A 2012 order from the Iowa Department of Education would force a realignment of conferences in eastern Iowa. In anticipation of the changes Starmont and Edgewood–Colesburg moved to the Upper Iowa Conference beginning with the 2013–14 school year.

When the state order was finalized, its changes took effect beginning with the 2013–14 school year and locked schools into the state-dictated conference alignments for 4 years. The order moved Cascade and Monticello from the Tri-Rivers to the newly formed River Valley Conference. The order dissolved the Big East Conference, and expanded the Tri-Rivers to 13 teams. Coming from the disbanded Big East were Bellevue Marquette, Calamus–Wheatland, Clinton Prince of Peace, Easton Valley (Preston), Lisbon and Midland (Wyoming). Also placed in the Tri-Rivers was Cedar Valley Christian (CVC) of Cedar Rapids, which began competing in 2011–12 as an independent, but had been seeking conference affiliation.

The resulting Tri-Rivers conference split itself into two divisions: West (the remaining original members plus Lisbon) Alburnett, Central City, East Buchanan, Lisbon, Maquoketa Valley, North Linn and Springville, and East (former Big East members plus CVC) Bellevue Marquette, Calamus–Wheatland, Clinton Prince of Peace, CVC, Easton Valley and Midland.

In 2017–18, when the state-imposed alignments expired, Edgewood–Colesburg rejoined the conference as a member of the West division and Lisbon moved to the East division. In 2018–19, Starmont rejoined as a member of the West division.

The 2022-2023 academic year saw former River Valley Conference member North Cedar join the conference bringing membership of the Tri-Rivers conference to 16 teams.

In the Fall of 2025, Alburnett departed for the River Valley Conference reducing the number of teams to 15 once again. The following year, Lisbon also departed for the River Valley Conference.

==Tri-Rivers pro-athlete alumni==

The conference has advanced at least three athletes to the pros:

Al Eberhard played for the Springville Orioles, and graduated from Springville High School, located in Springville, Iowa. Eberhard attended Missouri University from 1972–74 and played with the Missouri Tigers. A 6'6" power forward, he averaged 16.9 points a game in college, and was a first-round pick of the 1974 NBA draft by the Detroit Pistons. He played four seasons with the Pistons. Eberhard is a member of the Iowa High School Basketball Hall of Fame, as well as the Missouri Sports Hall of Fame.

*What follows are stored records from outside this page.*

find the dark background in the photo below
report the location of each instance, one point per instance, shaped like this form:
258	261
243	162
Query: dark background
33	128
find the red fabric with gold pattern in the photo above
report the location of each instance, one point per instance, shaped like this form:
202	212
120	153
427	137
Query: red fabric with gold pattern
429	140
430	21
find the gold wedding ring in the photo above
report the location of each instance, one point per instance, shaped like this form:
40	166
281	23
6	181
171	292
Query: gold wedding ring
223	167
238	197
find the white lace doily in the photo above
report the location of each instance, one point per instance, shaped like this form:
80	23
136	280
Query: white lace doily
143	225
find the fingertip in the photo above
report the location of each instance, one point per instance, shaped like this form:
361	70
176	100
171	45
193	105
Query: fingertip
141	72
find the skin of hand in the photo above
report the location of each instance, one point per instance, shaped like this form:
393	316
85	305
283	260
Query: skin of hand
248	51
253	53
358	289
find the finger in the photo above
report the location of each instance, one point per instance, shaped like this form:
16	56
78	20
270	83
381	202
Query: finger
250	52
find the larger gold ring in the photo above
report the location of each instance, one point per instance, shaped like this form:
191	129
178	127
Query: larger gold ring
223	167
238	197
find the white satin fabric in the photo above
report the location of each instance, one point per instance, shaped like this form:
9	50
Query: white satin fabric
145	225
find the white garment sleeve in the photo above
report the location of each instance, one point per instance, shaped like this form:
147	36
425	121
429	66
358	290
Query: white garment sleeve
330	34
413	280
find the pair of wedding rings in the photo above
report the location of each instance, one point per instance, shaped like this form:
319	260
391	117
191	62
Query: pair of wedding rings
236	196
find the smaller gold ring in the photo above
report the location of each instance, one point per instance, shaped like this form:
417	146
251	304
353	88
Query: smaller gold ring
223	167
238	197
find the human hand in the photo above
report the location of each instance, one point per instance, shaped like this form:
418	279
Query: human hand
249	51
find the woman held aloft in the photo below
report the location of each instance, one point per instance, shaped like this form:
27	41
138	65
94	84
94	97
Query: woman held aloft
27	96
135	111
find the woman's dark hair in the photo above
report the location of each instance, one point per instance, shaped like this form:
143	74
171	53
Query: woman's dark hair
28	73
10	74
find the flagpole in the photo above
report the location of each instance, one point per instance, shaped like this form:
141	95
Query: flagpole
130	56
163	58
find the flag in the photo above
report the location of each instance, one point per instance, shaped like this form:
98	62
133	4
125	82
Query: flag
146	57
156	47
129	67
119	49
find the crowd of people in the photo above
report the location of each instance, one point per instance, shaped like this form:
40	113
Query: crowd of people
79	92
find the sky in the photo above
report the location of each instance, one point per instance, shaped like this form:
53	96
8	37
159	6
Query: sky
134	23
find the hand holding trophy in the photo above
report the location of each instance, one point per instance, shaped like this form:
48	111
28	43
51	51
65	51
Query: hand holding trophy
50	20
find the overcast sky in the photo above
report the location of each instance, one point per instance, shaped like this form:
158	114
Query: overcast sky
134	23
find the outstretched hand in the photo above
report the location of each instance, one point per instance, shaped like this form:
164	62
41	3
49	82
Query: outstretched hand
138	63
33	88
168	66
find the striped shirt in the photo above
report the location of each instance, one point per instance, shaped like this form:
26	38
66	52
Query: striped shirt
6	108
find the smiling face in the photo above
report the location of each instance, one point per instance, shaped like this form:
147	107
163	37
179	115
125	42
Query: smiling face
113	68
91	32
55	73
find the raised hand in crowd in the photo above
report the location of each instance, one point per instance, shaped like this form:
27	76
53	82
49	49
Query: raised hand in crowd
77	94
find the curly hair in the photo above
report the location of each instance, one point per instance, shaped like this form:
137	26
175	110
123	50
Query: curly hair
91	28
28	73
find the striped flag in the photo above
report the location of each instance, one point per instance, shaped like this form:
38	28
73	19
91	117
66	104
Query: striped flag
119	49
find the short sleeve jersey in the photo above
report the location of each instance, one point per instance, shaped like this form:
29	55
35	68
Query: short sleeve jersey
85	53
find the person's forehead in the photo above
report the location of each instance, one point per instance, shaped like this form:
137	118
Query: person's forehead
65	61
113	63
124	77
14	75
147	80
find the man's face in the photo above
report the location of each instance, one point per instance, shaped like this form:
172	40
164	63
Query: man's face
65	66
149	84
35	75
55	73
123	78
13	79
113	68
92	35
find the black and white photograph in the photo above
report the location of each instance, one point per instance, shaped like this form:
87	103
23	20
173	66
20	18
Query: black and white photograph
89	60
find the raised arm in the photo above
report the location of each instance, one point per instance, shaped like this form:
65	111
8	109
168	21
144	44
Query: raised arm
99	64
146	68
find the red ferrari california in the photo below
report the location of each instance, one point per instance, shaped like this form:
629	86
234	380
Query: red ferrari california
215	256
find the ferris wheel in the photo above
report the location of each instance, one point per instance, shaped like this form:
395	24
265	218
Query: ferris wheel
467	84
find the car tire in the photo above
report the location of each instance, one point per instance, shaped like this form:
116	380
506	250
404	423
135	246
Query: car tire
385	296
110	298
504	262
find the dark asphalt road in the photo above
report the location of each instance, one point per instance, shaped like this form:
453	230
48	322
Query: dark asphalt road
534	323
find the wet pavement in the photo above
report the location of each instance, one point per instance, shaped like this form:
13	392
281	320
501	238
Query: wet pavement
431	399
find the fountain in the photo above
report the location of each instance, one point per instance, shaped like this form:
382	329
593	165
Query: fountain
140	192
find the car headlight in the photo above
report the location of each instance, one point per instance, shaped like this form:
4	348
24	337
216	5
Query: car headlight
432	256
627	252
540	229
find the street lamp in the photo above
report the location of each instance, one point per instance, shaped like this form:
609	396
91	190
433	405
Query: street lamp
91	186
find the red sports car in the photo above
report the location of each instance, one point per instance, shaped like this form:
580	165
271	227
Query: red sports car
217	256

Robert Gallery played for the East Buchanan Buccaneers and graduated from East Buchanan High School in Winthrop, Iowa. He played college football at the University of Iowa and professional football for the Oakland Raiders, Seattle Seahawks and the New England Patriots.

Jordan Eglseder of Marquette Catholic was a standout player before he went to University of Northern Iowa. He was then drafted into the NBA G-League in 2010.